A 2007 Oil City High School graduate and Oil City native is serving in the U.S. Navy aboard the guided missile destroyer, USS Ross.
Lt. Ben Garbacz is a surface warfare officer aboard the forward-deployed Arleigh Burke-class guided missile destroyer operating out of Rota, Spain. Ross is one of four destroyers home ported in Rota.
A Navy surface warfare officer is responsible for the 3D air search radar, the combat systems suite equipment, ballistic missile defense and anti-air warfare areas on board the ship.
“Because I work with ballistic missile defense, my job deals directly with the primary mission of our forward deployed naval forces here,” said Garbacz.
Commissioned in June 1997 the Ross measures about 500 feet and is powered by four gas turbines that allow the destroyer to achieve over 30 mph in open seas.
It was named in honor of Medal of Honor recipient Capt. Donald K. Ross. He was awarded the Medal of Honor for his heroism during the attack on Pearl Harbor.
This ship has been fitted with the Aegis ballistic missile defense capability that enables the ship to conduct long-range surveillance, tracking, and engagement of short and medium-range ballistic missiles.
According to Navy officials, destroyers are tactical multi-mission surface combatants capable of conducting anti-air warfare, anti-submarine warfare and anti-surface warfare, as well as humanitarian assistance. Fast, maneuverable, and technically advanced, destroyers provide the required warfighting expertise and operational flexibility to execute any tasking overseas.
Assigned to U.S. 6th Fleet, sailors are on watch throughout the European region and are important assets supporting the European Phased Adaptive Approach to enhance the security of that area of the world from ballistic missile threats originating in the Middle East.
In addition to Ross, three other BMD capable ships are forwarded deployed in Rota: USS Porter, USS Carney and USS Donald Cook. Having four destroyers based in Rota gives the U.S. 6th Fleet flexibility to send these ships to a variety of locations for a range of missions, while at the same time providing a large umbrella of protection for European allies.
Approximately 30 officers and 300 enlisted men and women make up the ship’s company. Their jobs are highly specialized and keep each part of the cruiser running smoothly, according to Navy officials.
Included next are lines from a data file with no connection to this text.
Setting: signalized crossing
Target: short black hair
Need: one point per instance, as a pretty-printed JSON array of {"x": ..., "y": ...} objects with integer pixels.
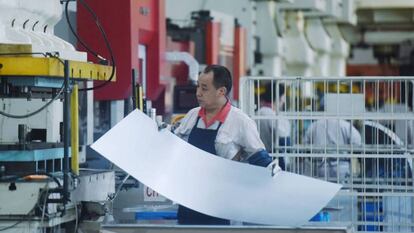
[
  {"x": 267, "y": 94},
  {"x": 221, "y": 76}
]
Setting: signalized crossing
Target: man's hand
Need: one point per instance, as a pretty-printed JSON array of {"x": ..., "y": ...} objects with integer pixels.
[
  {"x": 274, "y": 167},
  {"x": 162, "y": 125}
]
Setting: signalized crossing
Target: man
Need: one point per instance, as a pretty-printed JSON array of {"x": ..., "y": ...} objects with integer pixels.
[
  {"x": 274, "y": 133},
  {"x": 332, "y": 132},
  {"x": 221, "y": 129}
]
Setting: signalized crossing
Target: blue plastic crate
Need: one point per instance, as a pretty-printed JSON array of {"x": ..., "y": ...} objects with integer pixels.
[{"x": 322, "y": 216}]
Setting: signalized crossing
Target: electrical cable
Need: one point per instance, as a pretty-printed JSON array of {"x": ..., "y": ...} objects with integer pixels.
[{"x": 95, "y": 54}]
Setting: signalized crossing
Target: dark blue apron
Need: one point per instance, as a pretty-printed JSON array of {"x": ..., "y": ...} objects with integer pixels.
[{"x": 203, "y": 139}]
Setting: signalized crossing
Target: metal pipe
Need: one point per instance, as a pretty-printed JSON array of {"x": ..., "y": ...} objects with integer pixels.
[
  {"x": 74, "y": 130},
  {"x": 134, "y": 90},
  {"x": 66, "y": 132}
]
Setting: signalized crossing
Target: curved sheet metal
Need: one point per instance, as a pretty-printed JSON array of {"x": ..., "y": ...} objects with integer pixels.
[{"x": 210, "y": 184}]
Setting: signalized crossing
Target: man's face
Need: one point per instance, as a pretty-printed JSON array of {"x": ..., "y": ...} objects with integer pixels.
[{"x": 207, "y": 94}]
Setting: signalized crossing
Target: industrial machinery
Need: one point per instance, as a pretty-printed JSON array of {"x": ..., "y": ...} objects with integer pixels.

The jobs range from washing dishes and preparing meals to maintaining engines and handling weaponry.
“This ship is able to effectively get underway quickly,” said Garbacz. “We can get up and go at a moment’s notice. The crew works really well together and is a well-oiled machine which makes serving here very enjoyable.”
Challenging living conditions build strong fellowship among the crew, Navy officials explained. The crew is highly motivated, and quickly adapt to changing conditions. It is a busy life of specialized work, watches, and drills.
As a member of one of the U.S. Navy’s most relied upon assets, Garbacz explained that he and other Ross sailors know they are part of a legacy that will be last beyond their lifetimes.
“I really enjoy working with all of the sailors,” added Garbacz. “In my position as an officer, you have the opportunity to impact individuals and are responsible for their well being, and I take that very seriously.”